Recrutement des universitaires et impartialité des jurys de concours : Hésitation du Conseil d’État.
Au terme d’un arrêt rendu par le Conseil d’État, des 4ème et 5ème chambres, réunies en date du 7 juin 2017, n° 382986, le Conseil d’État est venu rappeler l’état général de la jurisprudence ainsi que les dispositions légales applicables aux difficultés liées au recrutement universitaire et à l’impartialité des jurys de concours.
Dans cette affaire, une candidate à un concours de professeur des universités a entendu contester la délibération par laquelle le comité de sélection a décidé, lors de la première phase du concours, de ne pas retenir sa candidature en vue de l’audition décisive devant se tenir ultérieurement.
Au terme de sa requête devant le Conseil d’État, la requérante entend se prévaloir d’une méconnaissance du principe d’impartialité puisqu’en effet, le président du jury, avec qui elle avait eu par le passé une relation affective, entretenait depuis avec elle des relations notoirement détestables et conflictuelles.
De manière particulièrement stricte, le Conseil d’État retient, de manière pour le moins surprenante, que la seule présence de son ex-amant au sein du jury de concours, bien que ce dernier fût président du jury, ne méconnait pas l’exigence d’impartialité.
Ce qui est également intéressant, dans le cadre de cet arrêt rendu, est que le Conseil d’État fournit, en termes d’analyses, un certain revirement puisqu’il affirme, contrairement à ce qu’il avait jugé très récemment, qu’un membre trop proche d’un candidat doit s’abstenir de participer au jury, mais uniquement pour le candidat dont il est proche et non pour l’intégralité des candidats.
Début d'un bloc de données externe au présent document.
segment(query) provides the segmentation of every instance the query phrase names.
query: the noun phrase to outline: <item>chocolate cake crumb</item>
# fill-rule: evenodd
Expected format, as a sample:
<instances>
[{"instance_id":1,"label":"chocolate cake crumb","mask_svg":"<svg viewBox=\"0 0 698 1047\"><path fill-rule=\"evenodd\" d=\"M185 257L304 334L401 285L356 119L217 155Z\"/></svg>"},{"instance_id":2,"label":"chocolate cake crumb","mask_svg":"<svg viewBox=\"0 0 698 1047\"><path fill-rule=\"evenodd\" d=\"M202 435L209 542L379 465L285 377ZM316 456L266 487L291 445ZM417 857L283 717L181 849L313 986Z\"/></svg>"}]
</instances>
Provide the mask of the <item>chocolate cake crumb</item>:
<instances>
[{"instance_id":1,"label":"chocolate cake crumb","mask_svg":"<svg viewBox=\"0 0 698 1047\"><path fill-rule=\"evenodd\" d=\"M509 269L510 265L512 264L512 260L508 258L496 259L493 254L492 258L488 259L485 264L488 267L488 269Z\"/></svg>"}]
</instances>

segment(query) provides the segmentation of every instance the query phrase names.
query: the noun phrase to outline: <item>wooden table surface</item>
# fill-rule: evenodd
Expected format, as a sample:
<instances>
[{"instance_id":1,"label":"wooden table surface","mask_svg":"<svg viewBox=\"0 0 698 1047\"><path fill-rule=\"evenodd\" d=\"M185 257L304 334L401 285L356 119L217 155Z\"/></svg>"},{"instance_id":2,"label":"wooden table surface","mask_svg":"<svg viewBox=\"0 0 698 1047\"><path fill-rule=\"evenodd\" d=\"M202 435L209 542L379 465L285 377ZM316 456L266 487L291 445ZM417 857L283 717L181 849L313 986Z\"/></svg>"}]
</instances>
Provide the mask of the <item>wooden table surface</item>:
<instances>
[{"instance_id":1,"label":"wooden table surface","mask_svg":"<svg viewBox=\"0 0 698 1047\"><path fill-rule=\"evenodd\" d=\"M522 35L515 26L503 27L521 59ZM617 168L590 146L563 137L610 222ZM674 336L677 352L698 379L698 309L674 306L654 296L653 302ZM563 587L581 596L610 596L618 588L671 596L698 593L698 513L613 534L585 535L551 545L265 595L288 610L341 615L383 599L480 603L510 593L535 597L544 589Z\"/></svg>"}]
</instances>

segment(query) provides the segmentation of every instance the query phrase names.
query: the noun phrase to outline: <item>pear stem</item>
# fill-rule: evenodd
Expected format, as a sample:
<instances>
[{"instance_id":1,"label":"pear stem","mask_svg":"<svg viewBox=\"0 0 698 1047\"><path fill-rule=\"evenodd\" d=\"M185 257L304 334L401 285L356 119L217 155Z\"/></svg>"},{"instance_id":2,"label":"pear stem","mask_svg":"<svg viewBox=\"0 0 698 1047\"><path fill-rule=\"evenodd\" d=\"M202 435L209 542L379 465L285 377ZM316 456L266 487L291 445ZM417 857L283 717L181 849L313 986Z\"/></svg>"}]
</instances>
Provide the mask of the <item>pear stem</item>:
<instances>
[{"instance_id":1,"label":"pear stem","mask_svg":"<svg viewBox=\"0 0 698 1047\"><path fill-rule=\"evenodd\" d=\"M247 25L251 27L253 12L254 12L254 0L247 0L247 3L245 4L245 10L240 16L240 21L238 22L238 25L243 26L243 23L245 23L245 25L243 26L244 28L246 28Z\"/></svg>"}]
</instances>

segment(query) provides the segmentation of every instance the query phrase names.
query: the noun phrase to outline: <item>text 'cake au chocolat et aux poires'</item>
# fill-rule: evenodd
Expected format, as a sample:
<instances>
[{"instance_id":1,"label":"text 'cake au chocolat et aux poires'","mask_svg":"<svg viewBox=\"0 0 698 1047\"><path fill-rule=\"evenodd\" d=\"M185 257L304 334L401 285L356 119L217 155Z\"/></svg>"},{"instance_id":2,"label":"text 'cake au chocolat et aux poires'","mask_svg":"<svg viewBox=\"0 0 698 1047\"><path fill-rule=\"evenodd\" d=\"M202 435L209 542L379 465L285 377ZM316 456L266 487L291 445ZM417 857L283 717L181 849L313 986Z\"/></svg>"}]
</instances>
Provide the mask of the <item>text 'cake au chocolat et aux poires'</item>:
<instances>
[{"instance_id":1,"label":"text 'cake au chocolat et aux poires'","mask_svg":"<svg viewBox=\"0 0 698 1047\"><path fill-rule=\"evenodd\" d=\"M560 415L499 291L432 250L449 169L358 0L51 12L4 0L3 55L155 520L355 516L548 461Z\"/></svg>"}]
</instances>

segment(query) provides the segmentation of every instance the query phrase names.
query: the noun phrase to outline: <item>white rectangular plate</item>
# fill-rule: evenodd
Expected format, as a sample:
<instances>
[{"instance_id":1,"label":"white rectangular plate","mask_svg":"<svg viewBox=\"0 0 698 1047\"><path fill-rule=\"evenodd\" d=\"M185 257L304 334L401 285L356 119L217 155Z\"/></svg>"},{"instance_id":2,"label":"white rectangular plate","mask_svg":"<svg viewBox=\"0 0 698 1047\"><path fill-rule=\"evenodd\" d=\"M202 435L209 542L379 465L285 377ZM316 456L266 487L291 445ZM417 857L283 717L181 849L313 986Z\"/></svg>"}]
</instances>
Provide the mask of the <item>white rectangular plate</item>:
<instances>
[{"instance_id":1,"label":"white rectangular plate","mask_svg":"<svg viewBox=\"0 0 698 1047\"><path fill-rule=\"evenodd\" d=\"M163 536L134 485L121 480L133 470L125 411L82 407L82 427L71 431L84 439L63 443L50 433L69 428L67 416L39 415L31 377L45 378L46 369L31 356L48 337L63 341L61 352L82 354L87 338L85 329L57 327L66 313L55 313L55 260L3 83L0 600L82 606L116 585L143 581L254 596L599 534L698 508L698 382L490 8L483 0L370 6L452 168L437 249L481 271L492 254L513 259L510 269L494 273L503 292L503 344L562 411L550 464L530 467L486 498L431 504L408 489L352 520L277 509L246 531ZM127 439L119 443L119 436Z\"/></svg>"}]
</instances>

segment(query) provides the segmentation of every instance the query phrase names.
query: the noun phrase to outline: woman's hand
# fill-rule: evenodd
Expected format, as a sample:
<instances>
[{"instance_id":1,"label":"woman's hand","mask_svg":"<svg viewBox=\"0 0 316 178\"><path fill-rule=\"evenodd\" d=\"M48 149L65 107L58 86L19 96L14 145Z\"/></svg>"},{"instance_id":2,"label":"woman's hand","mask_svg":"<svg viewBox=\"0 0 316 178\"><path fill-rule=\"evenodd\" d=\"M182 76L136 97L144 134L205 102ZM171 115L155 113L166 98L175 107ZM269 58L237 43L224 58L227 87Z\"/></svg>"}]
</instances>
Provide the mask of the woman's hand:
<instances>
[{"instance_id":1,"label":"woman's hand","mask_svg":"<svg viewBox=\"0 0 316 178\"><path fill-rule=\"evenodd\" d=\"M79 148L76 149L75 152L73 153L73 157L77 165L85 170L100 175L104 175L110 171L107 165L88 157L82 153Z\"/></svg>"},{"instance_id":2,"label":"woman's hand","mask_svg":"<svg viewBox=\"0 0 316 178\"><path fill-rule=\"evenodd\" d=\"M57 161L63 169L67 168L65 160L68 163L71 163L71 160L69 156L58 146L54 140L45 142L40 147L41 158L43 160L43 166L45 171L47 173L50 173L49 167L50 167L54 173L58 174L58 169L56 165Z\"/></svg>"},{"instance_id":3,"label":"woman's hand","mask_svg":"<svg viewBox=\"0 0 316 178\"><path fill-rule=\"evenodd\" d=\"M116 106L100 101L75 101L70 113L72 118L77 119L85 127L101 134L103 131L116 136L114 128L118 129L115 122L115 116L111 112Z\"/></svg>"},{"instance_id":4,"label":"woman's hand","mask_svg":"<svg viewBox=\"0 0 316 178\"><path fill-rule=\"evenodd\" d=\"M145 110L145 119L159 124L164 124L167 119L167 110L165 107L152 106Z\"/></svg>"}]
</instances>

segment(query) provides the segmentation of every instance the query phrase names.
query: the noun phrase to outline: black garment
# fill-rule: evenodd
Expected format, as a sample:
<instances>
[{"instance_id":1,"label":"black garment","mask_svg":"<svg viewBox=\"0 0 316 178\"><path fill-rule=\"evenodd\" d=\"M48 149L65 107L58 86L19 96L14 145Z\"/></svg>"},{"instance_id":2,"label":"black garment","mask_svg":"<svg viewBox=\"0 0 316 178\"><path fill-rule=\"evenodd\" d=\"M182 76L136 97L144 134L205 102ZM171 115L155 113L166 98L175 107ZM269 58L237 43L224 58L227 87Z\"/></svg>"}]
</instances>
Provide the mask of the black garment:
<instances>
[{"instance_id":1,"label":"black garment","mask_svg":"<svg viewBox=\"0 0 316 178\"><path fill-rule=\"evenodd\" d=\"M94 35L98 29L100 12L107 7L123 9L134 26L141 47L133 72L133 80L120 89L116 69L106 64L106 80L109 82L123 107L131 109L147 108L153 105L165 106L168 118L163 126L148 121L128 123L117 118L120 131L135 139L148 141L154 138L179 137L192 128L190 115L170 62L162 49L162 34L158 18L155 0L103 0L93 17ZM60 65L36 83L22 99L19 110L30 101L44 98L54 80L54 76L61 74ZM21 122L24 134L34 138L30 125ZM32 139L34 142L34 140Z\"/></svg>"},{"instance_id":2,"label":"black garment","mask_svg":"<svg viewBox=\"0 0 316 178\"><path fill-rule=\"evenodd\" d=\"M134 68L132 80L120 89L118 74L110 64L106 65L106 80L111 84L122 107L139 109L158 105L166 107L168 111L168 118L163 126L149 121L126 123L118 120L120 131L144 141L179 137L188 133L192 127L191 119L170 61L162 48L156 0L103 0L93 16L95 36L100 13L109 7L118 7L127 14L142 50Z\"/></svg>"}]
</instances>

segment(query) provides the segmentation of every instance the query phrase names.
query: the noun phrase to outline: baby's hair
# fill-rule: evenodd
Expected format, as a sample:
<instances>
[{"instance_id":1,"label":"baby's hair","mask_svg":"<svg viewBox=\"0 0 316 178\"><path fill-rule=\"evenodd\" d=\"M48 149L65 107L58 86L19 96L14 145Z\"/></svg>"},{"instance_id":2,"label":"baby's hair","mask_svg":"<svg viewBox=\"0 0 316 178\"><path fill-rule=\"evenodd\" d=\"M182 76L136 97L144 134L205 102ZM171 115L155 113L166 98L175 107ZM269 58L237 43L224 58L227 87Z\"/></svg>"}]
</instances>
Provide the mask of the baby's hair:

Nous rappellerons à ce sens qu’il a été fixé par le Conseil d’État à propos d’examens professionnels, que les membres du jury doivent s’abstenir à participer aux travaux dès lors qu’ils ont « avec l’un des candidats des liens attenants à la vie personnelle ou à des activités professionnelles qui seraient de nature à influencer son appréciation » (Conseil d’État, 17 juillet 2008).
Cette décision, que l’on peut juger comme surprenante, est notamment motivée dans les conclusions du rapporteur public par une appréciation in concreto.
Plaidant pour une lecture de la décision pour le moins libérale, le rapporteur public avait entendu souligner dans ses conclusions qu’une ancienne relation conjugale, entre un membre du jury et l’une des candidates, ne doit pas, par elle-même et à elle seule, être regardé automatiquement et systématiquement comme un manquement à l’impartialité.
Ainsi, doivent être prises en compte plusieurs considérations d’ordre « circonstanciel ». Ici, c’est l’antériorité des liens et donc la temporalité de la relation intime entre le membre du jury et la candidate qui a joué en faveur du jury et en défaveur de la candidate malheureuse.
Le caractère récent ou ancien des relations suspectes entre la candidate et le membre du jury apparait donc, à ce jour, comme l’élément majeur d’appréciation de l’opportunité de contester une décision de rejet d’une candidature.
BENJAMIN INGELAERE, AVOCAT.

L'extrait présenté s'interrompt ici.